A total of 124 gold miners in Wuwei city, Northwest China's Gansu province, have been diagnosed with pneumoconiosis but have not received compensation because they had not signed labor contracts with the mine's owners, State broadcaster CCTV reported on Monday.

Pneumoconiosis, also known as black lung disease, is an occupational lung disease caused by dust inhalation, often in mines.

Every year, pneumoconiosis afflicts about 57,000 miners nationwide and kills 6,000, official statistics show.

"Doctors said my lung functioning is no better than an 80-year-old man's. I can't lift a teapot," 36-year-old miner Ma Jiangshan was quoted by CCTV as saying.

Ma was among the most severely ill of the workers, who were found to have pneumoconiosis during occupational disease screening in 2009. Three died from the ailment last year.

All the workers had worked for the Mazongshan Gold Mine in Subei county, Gansu province, where miners said they were exposed to excessive dust without being provided any means of protection.

"Being exposed to mill dust for three weeks can cause ictus pneumoconiosis, which cannot be cured," said Zhang Zhihao, deputy director of the pneumoconiosis rehabilitation center under the State Administration of Coal Mine Safety.

The dust enters the lungs and poisons scavenger cells, damaging lung functioning. The process is irreversible, Zhang said.

But medical treatments can protect undamaged cells and keep the patient's condition from worsening. The procedures cost about 10,000 yuan ($1,517) a person.

But the ailing workers do not even know who should be responsible for covering their medical expenses. The gold mine had 37 owners between 1984 and 2006, 32 of whom are currently out of reach, the report said. The other owners have refused to pay compensation.

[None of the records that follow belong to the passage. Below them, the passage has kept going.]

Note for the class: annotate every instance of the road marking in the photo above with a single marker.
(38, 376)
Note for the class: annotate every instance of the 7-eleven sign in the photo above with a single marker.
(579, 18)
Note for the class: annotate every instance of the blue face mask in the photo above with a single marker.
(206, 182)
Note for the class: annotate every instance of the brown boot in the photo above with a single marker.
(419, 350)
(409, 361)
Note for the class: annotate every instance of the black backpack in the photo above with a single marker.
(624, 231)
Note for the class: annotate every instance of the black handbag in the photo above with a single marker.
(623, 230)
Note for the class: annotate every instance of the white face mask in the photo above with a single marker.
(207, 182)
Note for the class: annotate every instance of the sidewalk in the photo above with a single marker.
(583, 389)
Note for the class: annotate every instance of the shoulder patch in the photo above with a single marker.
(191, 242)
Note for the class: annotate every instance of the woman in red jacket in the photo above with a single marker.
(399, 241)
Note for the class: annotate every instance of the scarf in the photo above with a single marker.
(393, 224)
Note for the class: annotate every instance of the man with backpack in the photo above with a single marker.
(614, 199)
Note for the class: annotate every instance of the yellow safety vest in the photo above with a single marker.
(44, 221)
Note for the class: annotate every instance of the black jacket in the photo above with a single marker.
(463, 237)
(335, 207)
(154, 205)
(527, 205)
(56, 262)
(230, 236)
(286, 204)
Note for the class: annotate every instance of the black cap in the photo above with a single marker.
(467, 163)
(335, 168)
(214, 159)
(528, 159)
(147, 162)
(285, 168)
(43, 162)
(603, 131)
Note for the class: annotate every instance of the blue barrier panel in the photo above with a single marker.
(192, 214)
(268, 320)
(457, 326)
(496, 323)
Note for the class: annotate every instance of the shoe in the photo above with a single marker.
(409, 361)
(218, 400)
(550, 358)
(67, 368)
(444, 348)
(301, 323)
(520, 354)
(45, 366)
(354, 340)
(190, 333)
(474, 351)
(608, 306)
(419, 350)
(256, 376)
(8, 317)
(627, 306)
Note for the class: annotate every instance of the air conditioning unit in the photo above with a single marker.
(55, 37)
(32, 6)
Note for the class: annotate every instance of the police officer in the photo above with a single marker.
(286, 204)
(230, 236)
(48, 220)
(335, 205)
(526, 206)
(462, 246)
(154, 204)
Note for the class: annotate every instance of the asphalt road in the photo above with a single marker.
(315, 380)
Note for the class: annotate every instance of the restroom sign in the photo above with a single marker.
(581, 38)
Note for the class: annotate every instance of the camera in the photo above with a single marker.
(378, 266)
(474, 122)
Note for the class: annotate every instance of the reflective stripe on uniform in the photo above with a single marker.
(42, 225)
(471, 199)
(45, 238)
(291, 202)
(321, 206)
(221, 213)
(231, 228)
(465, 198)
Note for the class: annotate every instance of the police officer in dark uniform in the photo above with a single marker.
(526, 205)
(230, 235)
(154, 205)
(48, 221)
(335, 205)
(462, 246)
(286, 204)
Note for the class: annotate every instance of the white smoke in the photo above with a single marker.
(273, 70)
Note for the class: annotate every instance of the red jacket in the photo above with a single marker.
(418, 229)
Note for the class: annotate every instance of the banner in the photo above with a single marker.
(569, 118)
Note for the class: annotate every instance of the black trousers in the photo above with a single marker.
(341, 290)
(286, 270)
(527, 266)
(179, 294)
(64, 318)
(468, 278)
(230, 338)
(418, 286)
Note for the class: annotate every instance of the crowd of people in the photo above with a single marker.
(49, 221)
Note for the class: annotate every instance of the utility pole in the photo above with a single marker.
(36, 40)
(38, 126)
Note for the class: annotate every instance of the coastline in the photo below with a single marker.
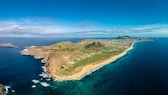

"The situation is complex, because we are not sure of under which boss the workers developed pneumoconiosis," said Cao Yanyi, a Jiangsu-based occupational-disease lawyer.

"But I believe the local government should become involved in the case to ensure workers receive sufficient compensation to pay for medical treatments," he said.

However, the local government does not really have the means to force the mine owners to pay out, because most workers could not produce labor contracts. Consequently, they could not prove they had worked there, Wang Xiaomei, head of Subei county's human resources and social security bureau, said.

Cao pointed out many operators did not sign contracts in order to avoid legal responsibilities to the employees.

"But the actual labor relation between the two sides should have been judicially recognized."

The Gansu provincial government has paid the workers 2 million yuan to cover medical costs and is still searching for the mine's owners.

The Ministry of Health also highlighted pneumoconiosis in its 2011 work schedule.

Vice Minister of Health Chen Xiaohong said Tuesday that the government plans to establish centers to diagnose occupational diseases in all prefecture-level cities by the end of the year.

Local governments at the county level should set up occupational disease check-up institutions, Chen told a national meeting on food safety and health inspection in Beijing.

China has fewer than 500 medical institutions capable of diagnosing occupational diseases, 2,272 check-up institutions and 12 provincial-level independent prevention and control institutions for occupational diseases on the mainland.

Chen urged the provincial-level administrations without independent institutions to establish occupational disease centers to strengthen technical expertise and disease prevention training.

Official figures show that between 1983 and 2008, the maximum concentration of coal dust in most coal mines ranged from 198 milligrams to 3,420 milligrams per cubic meter. The range equals 49.5 to 855 times the national standard.